USA: 47% of the population fully vaccinated, including 58% of over-18s. Overall situation fairly stable, though the statistics are stark enough. In the month of June some 99.2% of deaths from Covid-19 in the US were of unvaccinated people. And yet there are still some 30+% of Americans resisting the vaccine. The states worst affected are those who voted for Donald Trump in November 2020. Resistance to the vaccine is high amongst Donald Trump's "base", clearly a coalition of the ignorant. Vote Donald and die.
France: 36.4% fully vaccinated. Covid-19 infection numbers have stopped falling and are up a tiny bit. However the government has warned of a new wave of Covid-19 "from the end of July", driven by the arrival in France of the Delta variant (which seems to be strongest in our region of New Aquitaine ... yikes!!). Yesterday there were 3,033 new cases, not calamitous ... yet.
Australia: during the worst days of the Vietnam war it used to be said: the situation in Laos is disastrous, but not serious. The same might easily be said of Australia's performance with Covid-19. The Australian government is anxious to let it be known that 8,402,191 doses of vaccine are now out of their bottles and in peoples' arms, though Scott Morrison and his merry men are a bit coy when it comes to telling us how many of those jabs are second shots of the two-shot Pfizer and AstraZeneca vaccines accepted in Australia.
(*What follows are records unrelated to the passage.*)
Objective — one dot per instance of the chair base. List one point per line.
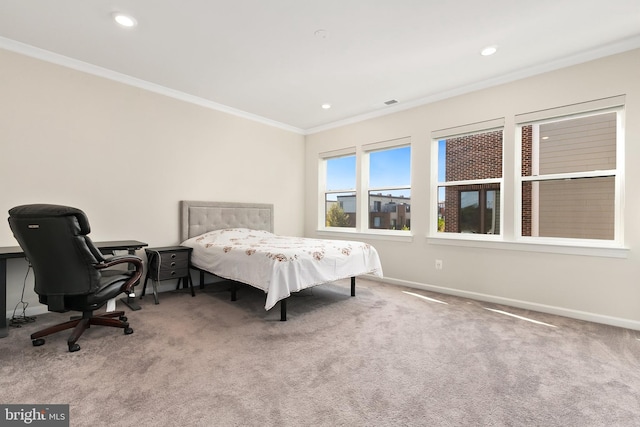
(80, 324)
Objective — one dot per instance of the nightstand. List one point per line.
(166, 263)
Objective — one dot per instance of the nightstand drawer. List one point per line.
(169, 273)
(166, 263)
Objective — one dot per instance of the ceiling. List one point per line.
(278, 61)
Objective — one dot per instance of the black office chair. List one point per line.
(70, 272)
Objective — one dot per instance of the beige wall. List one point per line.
(127, 156)
(591, 287)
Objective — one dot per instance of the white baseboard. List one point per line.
(560, 311)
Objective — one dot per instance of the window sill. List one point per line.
(392, 235)
(566, 247)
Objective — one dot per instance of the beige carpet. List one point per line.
(384, 358)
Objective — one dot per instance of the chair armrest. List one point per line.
(125, 259)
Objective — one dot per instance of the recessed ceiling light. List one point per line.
(321, 34)
(124, 20)
(489, 50)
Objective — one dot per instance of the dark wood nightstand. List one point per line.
(166, 263)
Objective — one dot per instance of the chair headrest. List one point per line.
(45, 210)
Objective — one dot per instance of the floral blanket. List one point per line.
(280, 265)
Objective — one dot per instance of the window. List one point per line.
(389, 188)
(469, 172)
(340, 191)
(570, 176)
(367, 188)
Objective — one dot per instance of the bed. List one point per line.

I couldn't find the fully vaccinated numbers anywhere on the official Australian government web site. However simple arithmetic leads us to the conclusion that the biggest possible number of Australians fully vaccinated is 4,201,096, or some 16% of the population maximum. If the statistics from other countries are anything to go by, the real numbers are more likely around 10-12%. Disgraceful.